# Setting a VPN to backup to an offsite NAS



## smoo (Jan 23, 2013)

Hi everyone. Lets assume I know nothing about VPNs but have been tasked with setting up a server (Windows Server 2012 Foundation) as a VPN client to a host PC (Win 7 I believe) with a NAS as a network drive on the host network. The client is using NovaBACKUP 14.1. Thats unfortunately all the info I have. Can this be done? If so, can anyone point me in the right direction of a how to or something like that? Much appreciated!


----------



## Dwarflord (Dec 13, 2007)

Any backup over a vpn will fail in my honest opinion. Never had a vpn stay up consistently enough for backups... Just my 2 pennies worth, and it will be way too slow to be practical.


----------



## Tomshawk (Jan 23, 2013)

Not sure why you would want to do this, if you plan on backing up the NAS accross the network to the server, it's gonna be really slow but...

*Following are the steps for configuring Incoming VPN Connection in Windows 7
*

First go to Control Panel and open Network and Sharing Center.
Click on Change adapter settings.
Press Alt+F and select New Incoming connection
Put a check on who you’d like to give access to this computer or you can configure a new account by clicking on Add someone,after that click on Next.
Put a check mark on Through the Internet. Click on Next.
Select the protocols you want to enable for this connection. Click on Allow access.
Make a note of the Computer name as this will be used by the client to connect to this computer and after that Click on Close.


----------



## smoo (Jan 23, 2013)

I have no idea where the idea came from myself, but orders are orders in this case. Thank you!


----------



## Wand3r3r (Sep 17, 2010)

VPNs are only as stable as the link between the two end points. I have site to site vpns that never drop and haven't for years.

I do not believe you will be able to backup to a windows 7 pc providing a vpn connection and then have the backup stored on a local NAS server.

Whoever made this request does not appear to know the product being used. Its for online storage to novestor's servers.
NovaBACKUP Backup Software Release 14.1

It would be expected that the novastor software would make that encrypted connection to the online storage.

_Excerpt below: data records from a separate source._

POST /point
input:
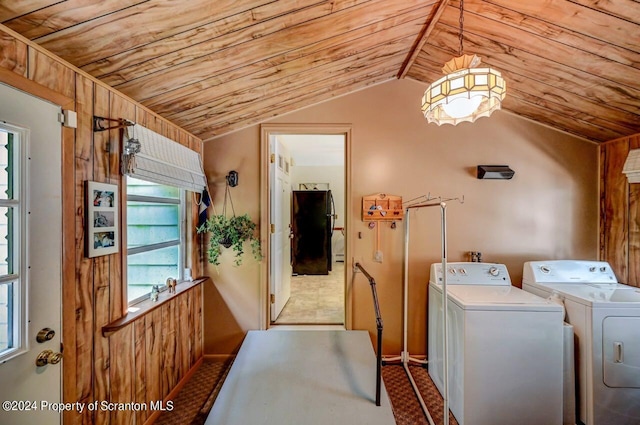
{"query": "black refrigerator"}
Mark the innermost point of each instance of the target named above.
(312, 220)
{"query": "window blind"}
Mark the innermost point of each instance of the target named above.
(150, 156)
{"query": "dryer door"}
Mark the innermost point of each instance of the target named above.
(621, 350)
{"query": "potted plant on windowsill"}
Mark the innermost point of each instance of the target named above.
(230, 232)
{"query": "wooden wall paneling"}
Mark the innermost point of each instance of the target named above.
(119, 108)
(101, 281)
(140, 374)
(615, 208)
(154, 354)
(13, 54)
(634, 225)
(184, 331)
(197, 325)
(170, 360)
(84, 266)
(51, 73)
(122, 373)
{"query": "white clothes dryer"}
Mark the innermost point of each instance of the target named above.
(505, 356)
(605, 315)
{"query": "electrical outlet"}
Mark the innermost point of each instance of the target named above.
(377, 256)
(356, 260)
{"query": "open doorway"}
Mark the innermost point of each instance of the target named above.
(307, 194)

Most importantly is there is no mention of the amount of data being backed up. That is all important.


----------



## everlastin777 (Jul 1, 2012)

Tomshawk said:


> Not sure why you would want to do this, if you plan on backing up the NAS accross the network to the server, it's gonna be really slow but...
> 
> *Following are the steps for configuring Incoming VPN Connection in Windows 7
> *
> ...




hi...how do i reverse these steps. I just tried it out for fun on my computer. Now I cant seem to disable it.


----------